The Couch (1962)

Psychotherapy has existed for centuries … and yet so has its stigma. Perhaps it’s because films like The Couch, where the emphasis is on the suffix — something bound to happen when you hire Psycho scribe Robert Bloch as your screenwriter.

In the first scene, a young man named Charles Campbell (The Incredible Shrinking Man himself, Grant Williams) calls the police to report a murder — one that’s about to happen, as the clock strikes 7 p.m. Sure enough, he’s absolutely correct, because at the top o’ the hour, Charles inserts an ice pick through the back of a random person on the street. More homicides follow, all with the “1900 hours” gimmick.
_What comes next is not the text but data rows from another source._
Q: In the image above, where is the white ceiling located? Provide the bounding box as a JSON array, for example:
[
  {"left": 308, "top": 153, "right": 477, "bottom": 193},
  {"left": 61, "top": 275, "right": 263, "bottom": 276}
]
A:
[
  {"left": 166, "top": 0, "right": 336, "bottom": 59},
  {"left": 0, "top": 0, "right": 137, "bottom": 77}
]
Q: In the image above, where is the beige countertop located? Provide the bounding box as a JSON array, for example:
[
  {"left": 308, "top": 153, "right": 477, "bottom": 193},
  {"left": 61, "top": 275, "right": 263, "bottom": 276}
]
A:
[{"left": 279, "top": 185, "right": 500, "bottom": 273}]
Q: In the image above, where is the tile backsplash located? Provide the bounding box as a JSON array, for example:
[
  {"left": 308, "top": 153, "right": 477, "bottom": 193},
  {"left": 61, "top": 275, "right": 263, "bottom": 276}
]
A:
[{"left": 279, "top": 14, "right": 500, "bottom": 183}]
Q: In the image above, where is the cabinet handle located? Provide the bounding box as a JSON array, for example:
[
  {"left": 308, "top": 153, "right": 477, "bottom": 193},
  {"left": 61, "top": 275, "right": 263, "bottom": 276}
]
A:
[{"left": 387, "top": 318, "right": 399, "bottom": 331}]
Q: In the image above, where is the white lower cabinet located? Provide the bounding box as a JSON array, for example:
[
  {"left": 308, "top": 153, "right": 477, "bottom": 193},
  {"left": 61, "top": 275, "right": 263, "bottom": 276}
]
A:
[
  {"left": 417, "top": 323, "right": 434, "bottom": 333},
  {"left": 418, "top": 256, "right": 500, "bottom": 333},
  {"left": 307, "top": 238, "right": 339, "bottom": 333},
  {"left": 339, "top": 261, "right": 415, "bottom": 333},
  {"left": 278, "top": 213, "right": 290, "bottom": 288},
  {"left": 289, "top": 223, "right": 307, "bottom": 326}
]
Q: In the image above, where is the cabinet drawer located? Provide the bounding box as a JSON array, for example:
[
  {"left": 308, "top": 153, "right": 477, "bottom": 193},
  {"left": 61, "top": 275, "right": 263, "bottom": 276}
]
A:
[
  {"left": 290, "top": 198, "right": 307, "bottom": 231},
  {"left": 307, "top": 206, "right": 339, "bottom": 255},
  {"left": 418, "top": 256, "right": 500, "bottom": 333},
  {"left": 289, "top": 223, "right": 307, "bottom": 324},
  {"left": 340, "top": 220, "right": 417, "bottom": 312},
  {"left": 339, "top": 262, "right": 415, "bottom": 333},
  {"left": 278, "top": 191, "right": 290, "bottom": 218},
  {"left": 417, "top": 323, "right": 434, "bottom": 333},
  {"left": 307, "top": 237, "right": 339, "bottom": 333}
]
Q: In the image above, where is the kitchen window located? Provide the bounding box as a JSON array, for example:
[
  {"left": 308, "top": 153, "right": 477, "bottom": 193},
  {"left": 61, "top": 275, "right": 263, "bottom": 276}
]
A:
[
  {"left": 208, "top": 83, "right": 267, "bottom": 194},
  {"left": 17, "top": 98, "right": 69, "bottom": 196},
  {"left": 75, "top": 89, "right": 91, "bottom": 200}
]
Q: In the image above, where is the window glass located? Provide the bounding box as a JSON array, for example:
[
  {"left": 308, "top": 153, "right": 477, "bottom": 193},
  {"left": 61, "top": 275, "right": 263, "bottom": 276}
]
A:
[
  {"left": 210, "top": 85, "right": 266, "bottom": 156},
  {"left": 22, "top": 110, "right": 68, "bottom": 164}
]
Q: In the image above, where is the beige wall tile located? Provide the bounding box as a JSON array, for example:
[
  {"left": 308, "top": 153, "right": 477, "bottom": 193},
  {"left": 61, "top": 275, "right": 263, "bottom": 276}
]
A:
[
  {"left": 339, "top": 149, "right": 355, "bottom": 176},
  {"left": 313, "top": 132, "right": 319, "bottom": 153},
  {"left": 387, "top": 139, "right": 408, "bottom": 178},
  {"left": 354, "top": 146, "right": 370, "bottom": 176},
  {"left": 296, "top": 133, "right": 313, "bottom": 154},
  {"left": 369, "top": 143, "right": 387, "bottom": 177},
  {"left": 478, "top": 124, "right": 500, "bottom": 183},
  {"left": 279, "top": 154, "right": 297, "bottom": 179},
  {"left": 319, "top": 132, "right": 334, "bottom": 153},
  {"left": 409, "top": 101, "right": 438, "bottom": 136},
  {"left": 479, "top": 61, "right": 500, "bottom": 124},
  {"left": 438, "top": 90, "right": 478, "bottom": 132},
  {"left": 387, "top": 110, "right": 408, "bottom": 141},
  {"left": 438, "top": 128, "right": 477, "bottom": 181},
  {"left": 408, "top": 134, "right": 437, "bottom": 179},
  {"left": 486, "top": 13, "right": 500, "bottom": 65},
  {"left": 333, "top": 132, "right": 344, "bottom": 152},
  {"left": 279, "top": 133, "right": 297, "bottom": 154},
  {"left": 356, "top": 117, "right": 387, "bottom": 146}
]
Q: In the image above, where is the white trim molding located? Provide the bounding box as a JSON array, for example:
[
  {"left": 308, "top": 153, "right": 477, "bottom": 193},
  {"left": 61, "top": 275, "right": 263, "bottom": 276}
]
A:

But, hey, other than that, Charles is a normal dude! He lives in a dingy boardinghouse, works as a lowly stock clerk in a paper factory and regularly attends therapy with Dr. Janz (Onslow Stevens, Them!), whose secretary (Shirley Knight, Beyond the Poseidon Adventure) he romances. This culminates in ol’ Chuck stealing scrubs and running loose in a hospital, prepared to perform surgery on somebody to keep all his killer secrets from being exposed.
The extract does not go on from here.